Unlike those pesky VCRs, DVD players didn’t allow recording of movies and TV shows.  Not at first.  Blockbuster and other video rental stores rode the wave as people saw the value in renting movies, first as tapes, and later as DVDs, as opposed to the cost of buying a movie they might only watch once or twice.  (The movies watched obsessively by children being the obvious exception to this.)

Netflix tapped in to this idea, coupled with the knowledge of how much people hated paying the outrageous late fees that Blockbuster or Hollywood Video racked up if you forgot to make The Midnight Run to get your movie rentals back before the deadline.

Movie viewing was becoming less scarce, but the flow was still greatly under the control of the studios and their distribution channels, and they were making a great profit off this new model.

Now a few short years later, Hollywood Video is all but gone, and Blockbuster has filed for bankruptcy.

Just as the home VCR (and later Tivo devices) disrupted the old model of watching content where and when it was delivered to you, so Netflix disrupted the model of buying and re-buying the same movies every time they came out in a new format.  People saw that with the convenience of not having to drive to the local store, and worry about late fees, there wasn’t much point in buying movies or TV when they could just rent it and have it show up in their mailbox, to be watched whenever they felt like it, even if that meant a DVD might sit on the coffee table for a couple months.

At the same time, as Netflix was taking over the video rental market another change was taking place.  High definition TV sets, and surround sound systems started to become available at prices most people could afford and consumer broadband reached speeds capable of streaming high quality video.  (Except for Youtube, which still insists on buffering no matter how high your bandwidth.)

Netflix had anticipated this, and was moving toward a streaming model, though with the newest releases still only available in disc form.

With the ability to easily rent or stream thousands (tens of thousands!) of movies and TV shows, the value of owning a hard copy of those movies became lessened in the eyes of consumers.  An economy in recession increased the perceived value of services like Netflix, Amazon VOD, and later Redbox.

The movie studios certainly loved selling their discs and content licenses to these services, but they hated that they took away from the great cash-cow of DVD sales. (I’m lumping Blu-Ray in with DVD as physical media, to avoid the whole drama of Blu-Ray -vs- HD-DVD.)

While the studios had a couple years of declining box office sales, the last two years have been record setting for the film industry.  They have made more at the box office than ever before.  Naturally, that isn’t enough for them.  They sorely miss the millions they made on DVD sales.  So they’ve decided this must be the fault of Netflix and Redbox (Blockbuster no longer being a contender of note.)

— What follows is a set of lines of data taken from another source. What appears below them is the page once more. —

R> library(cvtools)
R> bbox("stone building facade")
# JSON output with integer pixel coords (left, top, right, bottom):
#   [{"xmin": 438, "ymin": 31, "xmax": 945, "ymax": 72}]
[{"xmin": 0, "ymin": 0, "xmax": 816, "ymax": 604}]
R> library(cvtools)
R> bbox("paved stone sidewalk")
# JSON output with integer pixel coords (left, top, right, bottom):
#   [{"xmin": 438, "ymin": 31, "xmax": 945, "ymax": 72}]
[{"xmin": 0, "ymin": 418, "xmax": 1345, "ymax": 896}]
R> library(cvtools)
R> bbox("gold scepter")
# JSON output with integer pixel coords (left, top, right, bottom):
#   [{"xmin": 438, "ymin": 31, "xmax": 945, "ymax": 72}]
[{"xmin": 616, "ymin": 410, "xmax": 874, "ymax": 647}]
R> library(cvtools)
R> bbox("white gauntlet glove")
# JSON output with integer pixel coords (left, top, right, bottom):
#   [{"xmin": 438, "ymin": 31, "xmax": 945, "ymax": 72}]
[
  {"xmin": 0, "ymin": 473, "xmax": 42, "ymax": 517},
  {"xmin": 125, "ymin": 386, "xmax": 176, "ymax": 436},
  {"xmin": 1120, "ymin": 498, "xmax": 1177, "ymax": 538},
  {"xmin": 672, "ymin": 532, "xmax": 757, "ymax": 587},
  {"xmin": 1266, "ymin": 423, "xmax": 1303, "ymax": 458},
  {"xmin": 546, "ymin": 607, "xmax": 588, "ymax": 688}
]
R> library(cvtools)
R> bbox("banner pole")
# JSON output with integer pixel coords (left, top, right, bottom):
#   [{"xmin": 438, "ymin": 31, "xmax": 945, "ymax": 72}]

So now the studios have a love-hate relationship with Netflix.  They love the money they make from Netflix redistributing their media, but they hate how little the get from it compared to DVD sales.  And they want those glory days of double-dipping to return!  To this end they force Netflix and Redbox to agree to wait an additional month to distribute movies after the DVDs go on sale.

Just as technology and times changed in the late ’80s and through the 90’s to bring a huge profit to the studios, even at the expense of scarcity, so the tide of technology and consumer mind-set has changed to tighten up the flow of dollars into Hollywood’s bank accounts.  Studio bosses don’t much care for that.  They want their cash flow back, and to do that they look to tighten up the ability to view their product, and increase its value by generating false scarcity.

Only in the twisted, altered reality of Hollywood could it make sense to try and increase the value of a product by clamping down on those who buy and re-sell your product.

Hollywood wants to roll back the clock, put the Genie back in the bottle, or any other metaphor you want to supply.  And they really, really want Netflix to just roll over and play dead.

If they succeed financially damaging Netflix, they will ultimately harm themselves, and rob us of an innovative service all in the name of the corporate bottom line.

Someone should make a movie about that.